While Trump said in his announcement that the move does not change the contested status of the holy city, he later gloated about taking Jerusalem "off the table", suggesting that he resolved the issue in favour of Israel.
Jerusalem is emblematic of the historical pain and betrayal inflicted on Arab people, James Zogby, president of the Arab American Institute, told MEE at the time.
"It's the wound that never heals, and this would simply put salt in the wound," he said.
Leaving the Iran deal
It took Trump 17 months to leave the deal that he repeatedly called the "worst ever". Top White House aides had previously recommended staying committed to the pact.
By 8 May 2018, when Trump announced leaving the agreement, he had acquired a new team of foreign policy advisers from the key officials he hired after assuming the presidency.
Gone was Rex Tillerson, who was sympathetic to the deal, replaced by the more hawkish Mike Pompeo at the State Department. And in a bad omen for diplomacy, Trump had appointed John Bolton as national security adviser.
Trump argued that the deal gave Iran too much without ending its nuclear programme, all while failing to address other issues with the Islamic Republic, including its support of militant groups.
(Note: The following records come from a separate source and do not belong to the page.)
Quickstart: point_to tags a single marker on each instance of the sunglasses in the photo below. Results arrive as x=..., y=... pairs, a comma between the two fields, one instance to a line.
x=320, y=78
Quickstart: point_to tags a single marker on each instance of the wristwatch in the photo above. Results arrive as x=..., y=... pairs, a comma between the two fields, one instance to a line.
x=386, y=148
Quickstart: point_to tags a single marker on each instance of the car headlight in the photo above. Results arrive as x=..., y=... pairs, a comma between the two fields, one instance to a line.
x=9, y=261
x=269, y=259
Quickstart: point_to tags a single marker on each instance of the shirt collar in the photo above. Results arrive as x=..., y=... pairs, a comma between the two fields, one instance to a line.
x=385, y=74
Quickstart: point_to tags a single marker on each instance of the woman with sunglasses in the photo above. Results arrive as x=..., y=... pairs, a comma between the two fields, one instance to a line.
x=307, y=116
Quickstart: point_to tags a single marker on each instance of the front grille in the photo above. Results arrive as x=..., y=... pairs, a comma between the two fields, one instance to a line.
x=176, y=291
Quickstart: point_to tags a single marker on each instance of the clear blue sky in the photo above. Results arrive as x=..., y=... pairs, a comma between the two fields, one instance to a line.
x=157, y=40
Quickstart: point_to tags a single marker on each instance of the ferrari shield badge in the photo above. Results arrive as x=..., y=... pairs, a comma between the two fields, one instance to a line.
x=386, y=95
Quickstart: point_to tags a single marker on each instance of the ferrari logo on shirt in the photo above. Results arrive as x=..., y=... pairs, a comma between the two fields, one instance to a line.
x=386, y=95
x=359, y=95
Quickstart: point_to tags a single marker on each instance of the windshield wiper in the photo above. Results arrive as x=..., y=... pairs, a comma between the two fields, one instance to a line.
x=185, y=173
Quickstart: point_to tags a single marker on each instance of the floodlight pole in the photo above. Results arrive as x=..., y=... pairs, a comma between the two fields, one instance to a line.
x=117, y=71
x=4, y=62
"The deal lifted crippling economic sanctions on Iran in exchange for very weak limits on the regime’s nuclear activity - and no limits at all on its other malign behavior, including its sinister activities in Syria, Yemen and other places all around the world," he said in his announcement.
Before the end of 2018, the US would reimpose biting sanctions on various Iranian industries and individuals, intensifying tensions between the two countries and bringing them to the verge of military confrontation in the Gulf.
'Standing with Saudi Arabia' after Khashoggi murder
Six weeks after Saudi government agents killed and dismembered a US resident and Washington Post columnist in the kingdom's consulate in Turkey - a Nato member - the White House put out a news release headlined: "Statement from President Donald J. Trump on standing with Saudi Arabia".
"Representatives of Saudi Arabia say that Jamal Khashoggi was an 'enemy of the state' and a member of the Muslim Brotherhood," read the statement, released on 20 November 2018.
It was a clear indicator that Trump would act as Saudi Arabia's defender-in-chief amid the global fallout after Khashoggi's murder.
The statement went on to tout Saudi Arabia's arms purchases from US weapon manufacturers and berate Iran over regional conflicts.
"The United States intends to remain a steadfast partner of Saudi Arabia to ensure the interests of our country, Israel and all other partners in the region," Trump said.
Trump's active advocacy for the kingdom and its rulers after the murder would define his relationship with Saudi Arabia as he continues to fervently back Riyadh in other regional matters, including the war in Yemen and the confrontation with Iran.
Pulling US troops from northern Syria
After a phone conversation with Turkey's Recep Tayyip Erdogan in early October, Trump announced that American troops would withdraw from northern Syria, effectively giving the green light for a Turkish military operation in the region.
"Turkey will soon be moving forward with its long-planned operation into Northern Syria," the White House said in a statement on 6 October. "The United States Armed Forces will not support or be involved in the operation, and United States forces, having defeated the ISIS territorial 'Caliphate,' will no longer be in the immediate area."
The decision caused an enormous backlash in Congress. The Turkish military aimed to clear US-backed Kurdish fighters, who played a major role in the fight against the Islamic State (IS) group, from northern Syria.
The US withdrawal was seen as betrayal to America's Kurdish allies. Congress introduced several measures to impose sanctions on Turkey over the incursion and reject Trump's decision.
For his part, Trump said he will keep a small group of US troops in Syria to protect oilfields in the northeast of the war-torn country.
"We're keeping the oil. We have the oil. The oil is secure. We left troops behind only for the oil," Trump said in November.